I’ve got a chart that shows me how well my business has done every year since I set it up. There were some good years. Take 2006 – an absolute belter. I’m not sure what I did right, but it’s never been that good since. On the other hand, 2015 was a bit of a downer – not very nice.
Then there was 2020. I almost gave up on my chart, because everything changed. All around me I see SMEs that have gone through more change in a year than I’ve been through in 20. It seems appropriate to look at some of the lessons we learned, and the achievements we made.
Management gurus say you must change or die. We knew that on paper, but last year was the practical exam. We changed like our livelihoods depended on it – which they did. We tried things we’d thought of before and things we’d never have thought of in a million years. We succeeded and failed, but we failed faster because we were desperate. Some of us failed fast enough to succeed.
The pandemic tried to separate us from customers – our lifeblood, our business and, often, our friends. We found ways to stay in touch. Where we could satisfy them in a new way, we did. We found ways to talk, listen and deliver. We’ll be glad to see the back of some of those ways, but some will be how we do things in future.
Many businesses found two new things in 2020: virtual communication and real doorsteps. We closed the distance Zoom put between us with doorstep deliveries. When customers couldn’t get to us, we went to them. We also learned that technology can’t do everything. It won’t give you a cosy evening in the pub, or a pampering at the hairdresser, or a romantic break in a B&B. These businesses will be back, because we need them.
Remember that rainy day we were supposed to prepare for? There were 366 of them last year. We found out how much fat we had in the business, what we could fall back on, where our guaranteed income was. We also found out how much slack we had. What did we need, did it need to cost that much, and how can we get it better, cheaper, faster?
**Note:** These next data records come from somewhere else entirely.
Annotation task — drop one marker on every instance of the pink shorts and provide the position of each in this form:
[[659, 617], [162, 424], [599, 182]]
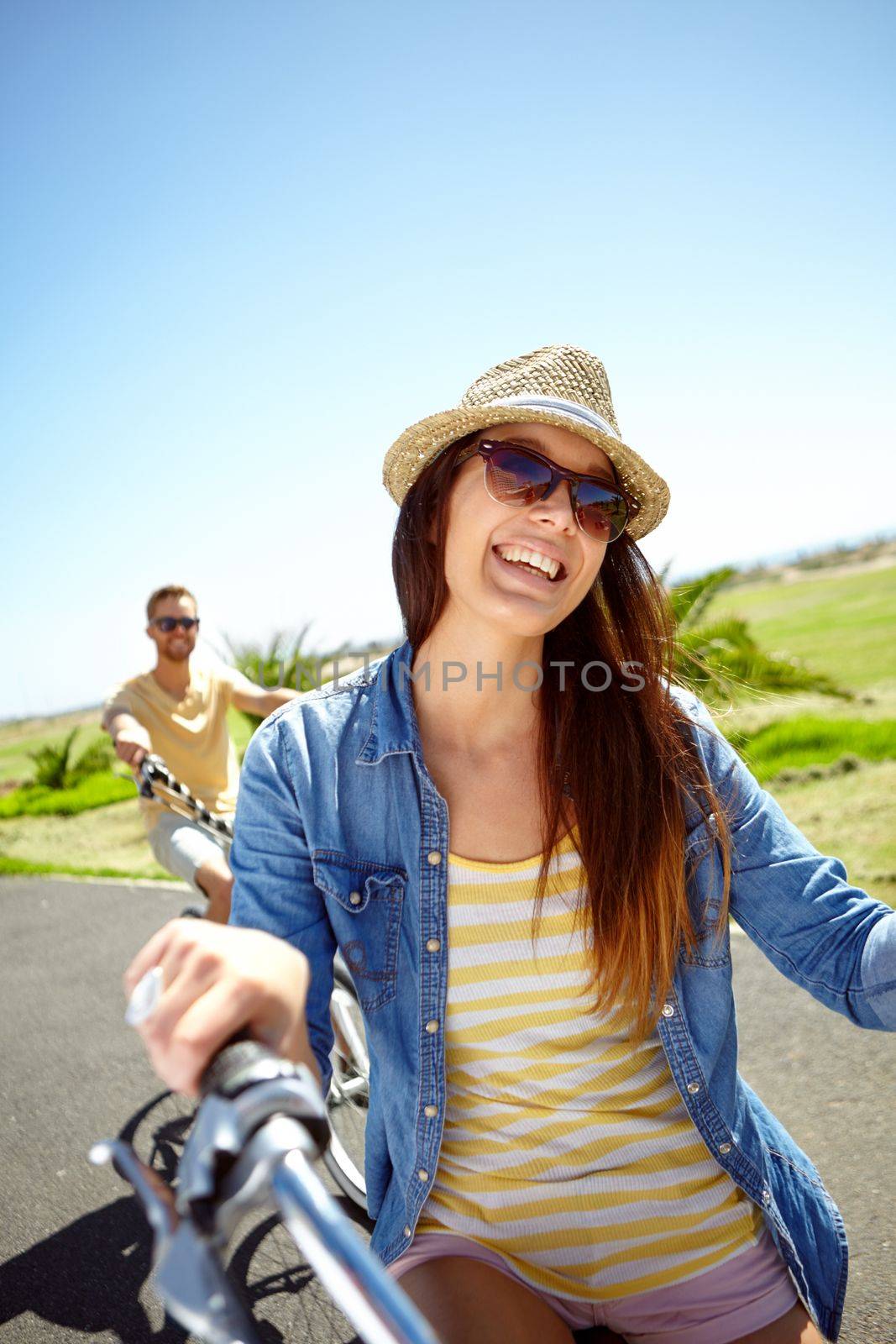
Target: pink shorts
[[745, 1294]]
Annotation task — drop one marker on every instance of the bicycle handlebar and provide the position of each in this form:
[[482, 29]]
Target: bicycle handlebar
[[259, 1124], [156, 781]]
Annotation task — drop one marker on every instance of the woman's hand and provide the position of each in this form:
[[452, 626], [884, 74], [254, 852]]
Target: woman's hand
[[217, 980]]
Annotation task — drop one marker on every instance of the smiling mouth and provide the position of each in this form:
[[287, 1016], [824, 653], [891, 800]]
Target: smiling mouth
[[531, 569]]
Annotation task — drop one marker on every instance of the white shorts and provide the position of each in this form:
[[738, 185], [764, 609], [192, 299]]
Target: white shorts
[[181, 846]]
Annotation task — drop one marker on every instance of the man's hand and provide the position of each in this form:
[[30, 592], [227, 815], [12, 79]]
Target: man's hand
[[217, 980], [132, 743]]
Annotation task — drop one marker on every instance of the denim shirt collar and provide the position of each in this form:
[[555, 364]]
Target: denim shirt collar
[[391, 723]]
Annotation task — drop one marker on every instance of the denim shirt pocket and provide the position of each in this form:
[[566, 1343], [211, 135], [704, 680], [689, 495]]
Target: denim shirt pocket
[[705, 878], [364, 905]]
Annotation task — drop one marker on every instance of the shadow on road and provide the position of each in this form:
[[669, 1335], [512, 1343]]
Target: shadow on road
[[87, 1277], [92, 1274]]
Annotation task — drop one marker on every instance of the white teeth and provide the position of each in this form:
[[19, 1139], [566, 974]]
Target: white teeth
[[521, 554]]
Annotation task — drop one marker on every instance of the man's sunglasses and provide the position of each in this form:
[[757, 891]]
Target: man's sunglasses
[[516, 475], [170, 622]]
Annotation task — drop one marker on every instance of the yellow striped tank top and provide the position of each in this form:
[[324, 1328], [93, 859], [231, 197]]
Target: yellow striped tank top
[[567, 1149]]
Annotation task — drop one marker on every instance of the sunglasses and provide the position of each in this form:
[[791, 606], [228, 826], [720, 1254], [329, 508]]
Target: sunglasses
[[170, 622], [519, 476]]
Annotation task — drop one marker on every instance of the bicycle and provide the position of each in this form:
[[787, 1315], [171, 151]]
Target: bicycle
[[259, 1126], [348, 1095]]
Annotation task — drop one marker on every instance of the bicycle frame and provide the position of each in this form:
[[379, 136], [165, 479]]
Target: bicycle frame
[[261, 1124], [157, 781]]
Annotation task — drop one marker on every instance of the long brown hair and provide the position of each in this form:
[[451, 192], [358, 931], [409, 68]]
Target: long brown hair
[[626, 754]]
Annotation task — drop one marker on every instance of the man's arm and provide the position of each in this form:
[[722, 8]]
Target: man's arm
[[129, 737], [258, 699]]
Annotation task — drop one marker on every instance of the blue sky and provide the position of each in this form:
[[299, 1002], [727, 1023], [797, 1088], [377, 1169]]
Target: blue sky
[[246, 245]]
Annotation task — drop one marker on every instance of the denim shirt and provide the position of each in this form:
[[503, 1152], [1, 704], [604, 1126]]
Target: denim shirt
[[342, 837]]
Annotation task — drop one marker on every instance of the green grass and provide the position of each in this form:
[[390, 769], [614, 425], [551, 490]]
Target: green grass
[[100, 842], [851, 817], [18, 739], [97, 790], [11, 867], [841, 625], [810, 739]]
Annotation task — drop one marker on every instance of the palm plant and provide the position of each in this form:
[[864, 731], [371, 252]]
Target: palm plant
[[281, 662], [55, 769], [714, 659]]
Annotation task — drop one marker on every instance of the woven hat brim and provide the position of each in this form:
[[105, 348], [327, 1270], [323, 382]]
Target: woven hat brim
[[422, 443]]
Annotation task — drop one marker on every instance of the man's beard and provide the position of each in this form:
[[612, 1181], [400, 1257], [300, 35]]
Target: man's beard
[[177, 655]]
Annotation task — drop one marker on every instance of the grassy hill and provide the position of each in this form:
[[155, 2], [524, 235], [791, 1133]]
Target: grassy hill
[[839, 617]]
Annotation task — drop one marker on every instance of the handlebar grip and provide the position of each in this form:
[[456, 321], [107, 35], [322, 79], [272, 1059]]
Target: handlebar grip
[[237, 1063]]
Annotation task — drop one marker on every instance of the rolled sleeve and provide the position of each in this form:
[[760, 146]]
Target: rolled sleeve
[[797, 904], [273, 884]]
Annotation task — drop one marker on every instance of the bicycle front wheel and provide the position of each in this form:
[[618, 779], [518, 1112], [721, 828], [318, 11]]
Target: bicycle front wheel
[[348, 1097]]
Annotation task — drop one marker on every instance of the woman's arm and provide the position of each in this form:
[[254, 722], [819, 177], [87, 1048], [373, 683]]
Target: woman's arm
[[795, 902], [275, 887]]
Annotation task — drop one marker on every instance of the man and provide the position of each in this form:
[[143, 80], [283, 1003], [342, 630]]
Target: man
[[179, 711]]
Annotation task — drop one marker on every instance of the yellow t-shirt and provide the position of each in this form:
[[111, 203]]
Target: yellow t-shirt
[[567, 1147], [190, 734]]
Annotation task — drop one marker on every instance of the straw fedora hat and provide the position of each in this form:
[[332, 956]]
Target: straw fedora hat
[[553, 385]]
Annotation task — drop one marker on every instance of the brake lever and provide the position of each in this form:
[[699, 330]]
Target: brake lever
[[187, 1273]]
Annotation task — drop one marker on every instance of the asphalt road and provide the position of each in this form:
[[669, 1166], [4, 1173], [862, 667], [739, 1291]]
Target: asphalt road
[[74, 1249]]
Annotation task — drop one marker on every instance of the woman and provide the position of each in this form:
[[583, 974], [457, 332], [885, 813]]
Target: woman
[[558, 1136]]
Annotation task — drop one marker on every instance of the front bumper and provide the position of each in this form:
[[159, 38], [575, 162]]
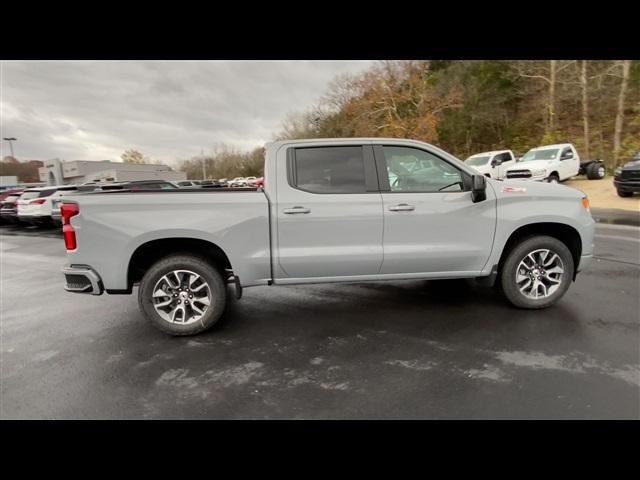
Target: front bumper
[[82, 279], [34, 219], [626, 185]]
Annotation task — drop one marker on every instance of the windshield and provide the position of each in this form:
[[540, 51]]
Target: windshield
[[548, 154], [477, 161], [29, 195]]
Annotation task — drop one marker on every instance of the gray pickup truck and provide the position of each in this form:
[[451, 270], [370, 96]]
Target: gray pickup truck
[[331, 210]]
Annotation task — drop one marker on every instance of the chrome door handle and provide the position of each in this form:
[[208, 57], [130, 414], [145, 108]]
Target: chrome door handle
[[291, 211], [402, 207]]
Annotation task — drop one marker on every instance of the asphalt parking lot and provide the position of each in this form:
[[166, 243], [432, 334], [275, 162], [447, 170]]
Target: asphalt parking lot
[[414, 349]]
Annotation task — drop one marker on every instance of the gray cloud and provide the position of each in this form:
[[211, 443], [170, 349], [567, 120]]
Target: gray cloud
[[168, 110]]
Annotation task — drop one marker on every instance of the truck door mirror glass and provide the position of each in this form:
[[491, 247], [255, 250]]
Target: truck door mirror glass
[[478, 188]]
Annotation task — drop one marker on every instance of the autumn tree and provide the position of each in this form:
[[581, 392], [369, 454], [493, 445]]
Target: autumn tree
[[134, 156]]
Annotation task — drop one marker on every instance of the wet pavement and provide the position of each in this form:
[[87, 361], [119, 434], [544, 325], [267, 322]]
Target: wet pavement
[[412, 349]]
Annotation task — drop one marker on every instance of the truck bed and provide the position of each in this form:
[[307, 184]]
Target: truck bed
[[112, 225]]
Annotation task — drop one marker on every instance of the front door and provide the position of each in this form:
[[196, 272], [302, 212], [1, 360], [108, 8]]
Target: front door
[[329, 212], [430, 223]]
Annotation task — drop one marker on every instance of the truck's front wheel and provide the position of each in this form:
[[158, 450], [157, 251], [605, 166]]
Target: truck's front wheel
[[537, 272], [182, 295]]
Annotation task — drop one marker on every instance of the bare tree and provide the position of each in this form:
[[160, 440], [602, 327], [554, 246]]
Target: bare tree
[[617, 134], [549, 74], [585, 106]]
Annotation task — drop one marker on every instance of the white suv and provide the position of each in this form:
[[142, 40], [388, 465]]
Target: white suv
[[551, 163], [492, 164], [35, 206]]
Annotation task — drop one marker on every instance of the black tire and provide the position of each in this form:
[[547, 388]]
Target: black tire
[[624, 194], [512, 262], [198, 265], [595, 171]]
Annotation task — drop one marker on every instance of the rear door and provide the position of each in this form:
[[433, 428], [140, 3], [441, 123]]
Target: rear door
[[329, 212], [569, 163], [507, 161], [431, 224]]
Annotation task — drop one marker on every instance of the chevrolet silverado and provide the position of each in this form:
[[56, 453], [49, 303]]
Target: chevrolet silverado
[[330, 210]]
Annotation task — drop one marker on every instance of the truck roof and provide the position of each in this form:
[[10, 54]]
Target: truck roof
[[492, 152], [557, 145], [342, 139]]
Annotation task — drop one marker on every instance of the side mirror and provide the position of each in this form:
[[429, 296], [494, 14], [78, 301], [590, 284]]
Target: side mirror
[[478, 188]]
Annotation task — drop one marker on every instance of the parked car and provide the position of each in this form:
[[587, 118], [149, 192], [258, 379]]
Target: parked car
[[186, 184], [626, 179], [36, 204], [57, 199], [551, 163], [320, 219], [11, 191], [138, 185], [492, 164], [237, 182], [213, 184], [9, 207], [593, 169]]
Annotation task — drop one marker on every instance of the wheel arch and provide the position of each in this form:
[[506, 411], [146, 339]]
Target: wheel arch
[[151, 251], [563, 232]]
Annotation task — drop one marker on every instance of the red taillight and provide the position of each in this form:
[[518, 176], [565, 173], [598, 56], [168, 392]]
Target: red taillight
[[68, 210]]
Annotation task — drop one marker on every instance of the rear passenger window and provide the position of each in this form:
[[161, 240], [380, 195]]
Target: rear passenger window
[[329, 170]]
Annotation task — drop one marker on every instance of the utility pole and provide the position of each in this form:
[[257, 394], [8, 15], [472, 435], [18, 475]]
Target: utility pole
[[204, 165], [11, 140]]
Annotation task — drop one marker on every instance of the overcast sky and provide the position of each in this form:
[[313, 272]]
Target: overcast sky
[[167, 110]]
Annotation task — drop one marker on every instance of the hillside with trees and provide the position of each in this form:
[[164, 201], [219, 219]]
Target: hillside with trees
[[467, 107]]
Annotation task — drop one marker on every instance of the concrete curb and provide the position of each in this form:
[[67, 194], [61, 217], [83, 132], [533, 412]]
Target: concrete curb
[[615, 216]]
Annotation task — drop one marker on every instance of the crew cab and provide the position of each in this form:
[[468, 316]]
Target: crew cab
[[492, 164], [331, 210], [551, 163]]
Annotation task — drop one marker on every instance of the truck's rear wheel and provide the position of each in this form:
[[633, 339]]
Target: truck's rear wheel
[[182, 295], [537, 272], [595, 171]]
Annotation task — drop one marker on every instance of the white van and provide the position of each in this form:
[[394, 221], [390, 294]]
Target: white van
[[492, 164]]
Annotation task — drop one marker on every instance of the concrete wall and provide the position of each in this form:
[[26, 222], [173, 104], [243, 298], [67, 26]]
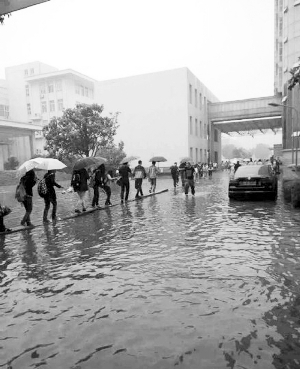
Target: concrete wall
[[155, 113]]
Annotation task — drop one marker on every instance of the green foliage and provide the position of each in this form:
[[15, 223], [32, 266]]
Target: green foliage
[[11, 164], [114, 154], [295, 72], [81, 131]]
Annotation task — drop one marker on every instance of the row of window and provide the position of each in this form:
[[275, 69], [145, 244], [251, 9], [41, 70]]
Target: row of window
[[196, 98], [4, 111], [50, 87], [202, 156], [27, 71], [198, 155], [52, 107], [197, 128], [84, 91]]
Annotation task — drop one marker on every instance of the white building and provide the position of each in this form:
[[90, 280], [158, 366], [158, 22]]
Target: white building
[[163, 113]]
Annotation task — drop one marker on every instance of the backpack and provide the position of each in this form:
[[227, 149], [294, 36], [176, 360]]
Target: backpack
[[20, 192], [76, 181], [42, 188], [92, 180]]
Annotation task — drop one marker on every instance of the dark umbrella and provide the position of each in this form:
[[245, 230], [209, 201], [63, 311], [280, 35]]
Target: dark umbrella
[[88, 162], [158, 158]]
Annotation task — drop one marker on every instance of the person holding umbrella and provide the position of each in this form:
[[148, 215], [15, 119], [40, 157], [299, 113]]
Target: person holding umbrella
[[80, 186], [29, 180], [50, 197], [124, 171]]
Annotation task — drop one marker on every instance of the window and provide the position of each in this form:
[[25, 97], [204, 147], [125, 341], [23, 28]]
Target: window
[[51, 105], [4, 111], [216, 135], [58, 86], [50, 87], [42, 89], [43, 107], [60, 104]]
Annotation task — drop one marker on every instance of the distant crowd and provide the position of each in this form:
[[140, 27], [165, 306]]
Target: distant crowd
[[99, 179]]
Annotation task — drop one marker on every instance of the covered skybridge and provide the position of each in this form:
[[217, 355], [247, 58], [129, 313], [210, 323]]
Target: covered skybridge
[[246, 117]]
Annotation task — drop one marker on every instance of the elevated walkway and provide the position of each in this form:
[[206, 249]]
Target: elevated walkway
[[246, 115]]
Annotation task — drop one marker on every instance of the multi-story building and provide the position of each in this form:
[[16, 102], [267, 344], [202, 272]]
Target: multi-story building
[[287, 53], [287, 41], [162, 113]]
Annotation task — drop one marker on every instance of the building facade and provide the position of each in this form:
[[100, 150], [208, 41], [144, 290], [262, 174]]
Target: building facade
[[163, 113]]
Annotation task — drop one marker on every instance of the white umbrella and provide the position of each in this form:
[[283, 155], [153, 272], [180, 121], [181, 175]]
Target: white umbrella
[[40, 163]]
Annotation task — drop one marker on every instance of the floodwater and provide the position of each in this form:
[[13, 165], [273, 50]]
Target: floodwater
[[168, 281]]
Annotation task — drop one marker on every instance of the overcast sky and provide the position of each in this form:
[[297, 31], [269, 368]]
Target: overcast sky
[[228, 45]]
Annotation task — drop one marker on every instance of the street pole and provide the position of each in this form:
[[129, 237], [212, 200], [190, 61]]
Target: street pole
[[297, 114]]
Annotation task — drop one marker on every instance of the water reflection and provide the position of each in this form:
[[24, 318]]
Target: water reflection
[[166, 281]]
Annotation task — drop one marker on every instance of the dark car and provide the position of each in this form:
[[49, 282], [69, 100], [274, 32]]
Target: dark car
[[253, 181]]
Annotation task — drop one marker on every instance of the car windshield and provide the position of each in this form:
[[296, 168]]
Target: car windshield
[[252, 171]]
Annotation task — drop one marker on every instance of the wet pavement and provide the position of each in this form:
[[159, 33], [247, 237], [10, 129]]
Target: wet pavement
[[167, 281]]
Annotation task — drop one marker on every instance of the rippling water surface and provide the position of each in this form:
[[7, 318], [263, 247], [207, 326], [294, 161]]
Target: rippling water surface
[[169, 281]]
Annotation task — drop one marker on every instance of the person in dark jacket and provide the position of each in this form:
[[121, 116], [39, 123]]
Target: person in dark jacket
[[98, 177], [124, 171], [50, 197], [29, 181], [81, 187], [189, 179]]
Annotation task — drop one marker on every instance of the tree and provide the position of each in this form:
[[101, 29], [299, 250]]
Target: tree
[[114, 154], [81, 131]]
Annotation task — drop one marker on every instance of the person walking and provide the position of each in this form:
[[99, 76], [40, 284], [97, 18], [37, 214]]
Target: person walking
[[29, 180], [97, 178], [189, 179], [124, 172], [79, 184], [153, 172], [139, 173], [181, 171], [174, 174], [50, 197]]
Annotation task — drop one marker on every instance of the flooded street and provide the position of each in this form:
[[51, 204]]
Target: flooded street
[[168, 281]]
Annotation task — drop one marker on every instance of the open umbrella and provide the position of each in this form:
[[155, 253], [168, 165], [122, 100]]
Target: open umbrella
[[186, 159], [88, 162], [128, 159], [158, 159], [40, 163]]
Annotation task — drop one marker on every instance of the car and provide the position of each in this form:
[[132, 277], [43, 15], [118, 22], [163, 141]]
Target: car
[[253, 181]]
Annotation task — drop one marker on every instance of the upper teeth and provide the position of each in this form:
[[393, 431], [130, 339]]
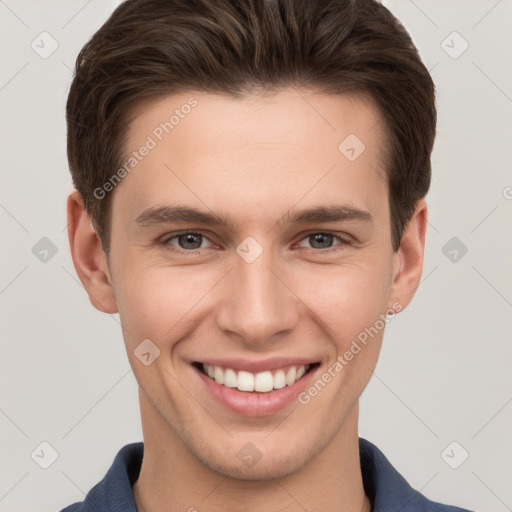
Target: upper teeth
[[262, 382]]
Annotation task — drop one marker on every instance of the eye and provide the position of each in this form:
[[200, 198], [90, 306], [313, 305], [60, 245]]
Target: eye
[[187, 241], [324, 240]]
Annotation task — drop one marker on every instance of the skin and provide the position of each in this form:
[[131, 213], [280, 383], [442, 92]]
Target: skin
[[252, 160]]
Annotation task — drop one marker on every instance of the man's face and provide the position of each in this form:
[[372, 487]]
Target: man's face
[[266, 286]]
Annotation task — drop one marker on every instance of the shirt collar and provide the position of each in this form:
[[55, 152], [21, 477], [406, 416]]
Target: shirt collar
[[386, 488]]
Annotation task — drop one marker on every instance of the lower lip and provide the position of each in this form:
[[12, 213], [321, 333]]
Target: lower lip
[[256, 404]]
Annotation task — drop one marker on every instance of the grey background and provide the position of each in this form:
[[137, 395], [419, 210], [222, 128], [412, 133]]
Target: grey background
[[445, 368]]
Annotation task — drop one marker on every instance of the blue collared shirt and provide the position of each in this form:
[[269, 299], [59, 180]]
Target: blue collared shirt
[[387, 489]]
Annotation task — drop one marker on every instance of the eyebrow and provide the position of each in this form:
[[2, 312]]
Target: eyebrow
[[168, 214]]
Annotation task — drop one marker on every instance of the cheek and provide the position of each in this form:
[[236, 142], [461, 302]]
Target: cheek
[[346, 299]]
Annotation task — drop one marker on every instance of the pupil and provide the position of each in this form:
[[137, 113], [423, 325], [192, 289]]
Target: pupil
[[321, 238], [190, 238]]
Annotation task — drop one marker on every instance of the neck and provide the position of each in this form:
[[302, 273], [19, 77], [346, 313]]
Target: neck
[[173, 479]]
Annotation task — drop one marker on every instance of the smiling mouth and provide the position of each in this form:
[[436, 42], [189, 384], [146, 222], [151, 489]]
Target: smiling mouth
[[262, 382]]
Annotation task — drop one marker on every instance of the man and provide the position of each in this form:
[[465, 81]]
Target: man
[[250, 180]]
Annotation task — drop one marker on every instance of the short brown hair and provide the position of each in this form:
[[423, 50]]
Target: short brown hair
[[152, 48]]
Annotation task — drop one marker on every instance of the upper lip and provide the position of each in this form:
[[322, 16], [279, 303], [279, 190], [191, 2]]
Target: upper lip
[[258, 366]]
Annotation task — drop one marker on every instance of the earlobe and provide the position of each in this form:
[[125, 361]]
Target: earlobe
[[88, 256], [408, 265]]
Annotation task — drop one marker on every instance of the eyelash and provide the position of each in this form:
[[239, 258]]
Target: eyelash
[[166, 245]]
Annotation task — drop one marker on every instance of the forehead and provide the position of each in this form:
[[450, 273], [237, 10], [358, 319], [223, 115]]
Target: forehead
[[273, 147]]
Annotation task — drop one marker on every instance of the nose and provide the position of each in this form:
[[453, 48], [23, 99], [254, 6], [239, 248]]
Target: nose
[[258, 304]]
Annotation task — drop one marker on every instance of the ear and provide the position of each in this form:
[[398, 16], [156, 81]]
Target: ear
[[409, 258], [88, 256]]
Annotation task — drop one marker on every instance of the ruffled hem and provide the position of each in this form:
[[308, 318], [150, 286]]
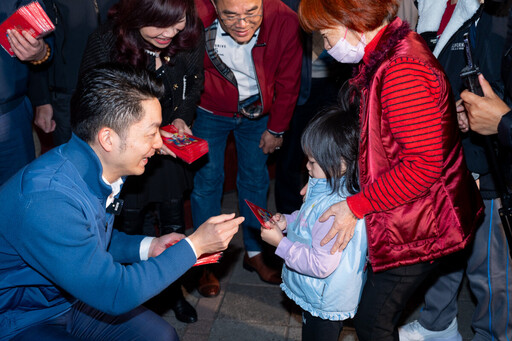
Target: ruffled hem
[[326, 315]]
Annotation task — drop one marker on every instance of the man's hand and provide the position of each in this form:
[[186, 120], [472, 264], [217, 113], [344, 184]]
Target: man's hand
[[26, 47], [43, 118], [484, 113], [462, 117], [215, 234], [343, 226], [269, 143], [272, 236], [158, 245], [181, 126], [164, 150]]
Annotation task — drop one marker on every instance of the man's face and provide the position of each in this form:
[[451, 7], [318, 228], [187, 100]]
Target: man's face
[[142, 139], [240, 18]]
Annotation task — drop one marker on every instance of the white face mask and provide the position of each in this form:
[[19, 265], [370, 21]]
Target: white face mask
[[344, 52]]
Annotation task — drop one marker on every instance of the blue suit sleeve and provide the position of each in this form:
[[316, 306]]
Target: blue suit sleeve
[[65, 247]]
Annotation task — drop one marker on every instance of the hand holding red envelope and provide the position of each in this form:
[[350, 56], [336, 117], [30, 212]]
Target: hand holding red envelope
[[30, 18], [187, 147], [261, 214], [207, 258]]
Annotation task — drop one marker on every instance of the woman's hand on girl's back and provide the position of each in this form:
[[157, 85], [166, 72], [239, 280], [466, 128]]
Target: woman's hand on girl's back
[[342, 228]]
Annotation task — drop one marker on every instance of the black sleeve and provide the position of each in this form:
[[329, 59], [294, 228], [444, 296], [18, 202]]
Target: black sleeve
[[97, 50], [195, 80], [505, 130]]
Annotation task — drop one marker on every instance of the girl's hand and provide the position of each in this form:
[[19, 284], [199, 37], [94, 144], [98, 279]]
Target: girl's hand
[[273, 236], [278, 220], [343, 226]]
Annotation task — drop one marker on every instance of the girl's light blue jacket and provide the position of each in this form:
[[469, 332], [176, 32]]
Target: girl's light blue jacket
[[335, 297]]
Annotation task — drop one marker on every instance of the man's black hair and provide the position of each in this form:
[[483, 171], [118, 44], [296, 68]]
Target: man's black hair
[[110, 95]]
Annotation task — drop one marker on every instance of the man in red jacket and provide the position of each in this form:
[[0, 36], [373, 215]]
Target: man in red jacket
[[252, 69]]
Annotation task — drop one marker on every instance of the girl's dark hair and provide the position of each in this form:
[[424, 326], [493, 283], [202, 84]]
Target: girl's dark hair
[[131, 15], [332, 137]]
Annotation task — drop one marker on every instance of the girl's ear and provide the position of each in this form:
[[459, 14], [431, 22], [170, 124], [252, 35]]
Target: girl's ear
[[343, 166]]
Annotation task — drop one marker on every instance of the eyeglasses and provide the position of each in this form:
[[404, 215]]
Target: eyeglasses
[[249, 19]]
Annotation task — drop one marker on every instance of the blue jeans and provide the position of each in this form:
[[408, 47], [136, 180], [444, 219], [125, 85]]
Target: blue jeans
[[488, 269], [252, 178]]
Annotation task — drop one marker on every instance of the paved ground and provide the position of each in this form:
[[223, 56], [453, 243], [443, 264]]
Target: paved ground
[[249, 309]]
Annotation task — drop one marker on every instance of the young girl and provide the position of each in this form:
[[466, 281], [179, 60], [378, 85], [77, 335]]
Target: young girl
[[327, 287]]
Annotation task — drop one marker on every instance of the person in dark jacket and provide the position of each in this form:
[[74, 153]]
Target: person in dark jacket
[[486, 262], [164, 37], [16, 114], [74, 22]]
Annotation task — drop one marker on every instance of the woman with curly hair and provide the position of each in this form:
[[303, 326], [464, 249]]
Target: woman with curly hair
[[166, 38], [417, 197]]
We’re leaner, meaner and keener in 2021.
Rainy days also showed you who your fair-weather friends were: the landlords who didn’t care if you sank or swam, the suppliers whose credit suddenly dried up, the customers who disappeared. But for every disappointment, there was someone who gave you some slack, ordered a bit more, didn’t demand instant payment, gave you a hand and willed you to survive. Enjoy those relationships – they’re the ones worth keeping.
When we set up our own businesses, we were following our passion, living the dream. Last year our passions cooled and the dream, for many, became a nightmare. When we come through to brighter days, we’ll still have our passions and our dreams but they will have been battered and bruised. As they heal, which they will, they will grow back stronger and healthier. We’ll be able to look back and quietly say, I survived 2020. Put that in your chart.
Guy Browning runs the design agency Smokehouse.